My Lords, I support the comments made by my noble friend, Lord Lipsey. There is a case for setting up some sensible monitoring arrangements. This is not just to check up on the Government, but to make sure that this system is working in the way that everybody wants it to. It is a big change, and we are starting from a position which means we have to grasp the nettle, as the noble Lord, Lord Sharkey, said. I strongly support his amendments.
I want to refresh the House’s memory of what we said in the Dilnot commission report. I will briefly detain noble Lords with a quote:
“There is very poor understanding of how the adult social care system currently works and how much it can potentially cost. Many people live under the false impression that social care will be free if they need it. If people are confused over how the system works and the costs that they potentially face, they will not prepare appropriately for the future.”

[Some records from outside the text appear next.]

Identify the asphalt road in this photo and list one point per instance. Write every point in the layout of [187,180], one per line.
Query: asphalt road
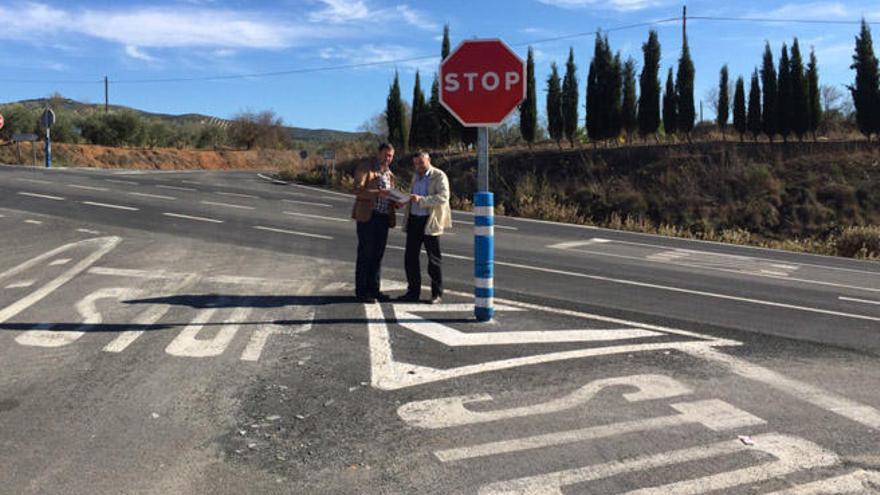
[195,333]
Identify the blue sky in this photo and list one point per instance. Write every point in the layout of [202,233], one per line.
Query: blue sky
[68,46]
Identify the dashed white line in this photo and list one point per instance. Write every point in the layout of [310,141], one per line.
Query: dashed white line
[87,188]
[237,195]
[293,232]
[853,299]
[311,203]
[227,205]
[189,217]
[43,196]
[319,217]
[177,188]
[111,206]
[154,196]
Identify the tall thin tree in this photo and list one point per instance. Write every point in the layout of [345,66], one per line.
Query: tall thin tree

That setting was why two of our 10 recommendations were that the Government should develop a major new information and advice strategy to help when care needs arise. To encourage people to plan ahead for their later life, we recommended that the Government should invest in an awareness campaign. We deliberately put those responsibilities on the Government. We did not put them on local authorities. We did this because we thought that unless the Government of the day—and this would apply to a Labour Government as much as a coalition Government—took a grip on this awareness campaign and planned the information and advice strategy, we would end up with a badly informed public and a mishmash of different local authority systems up and down the country.
We are not going to make this system work well or deliver the changes in the Bill and in the Dilnot commission report, unless there is investment. In our report we put the price tag of this as being a massive public awareness campaign. The public do not start from a position of being well informed about how they prepare for the future care and support needs that they will have in later life. The only way to start to change that is for the Government to grasp the nettle. I strongly support the proposals of the noble Lord, Lord Sharkey, to put this in the Bill. We should put a clear responsibility on the Secretary of State to run with the ball on this issue and, in effect, to monitor progress, not on a five-year basis but on a regular, annual basis. If we do not do something like this, we will live to regret it. We will see failure of implementation and failure to take the public with us on this major set of changes.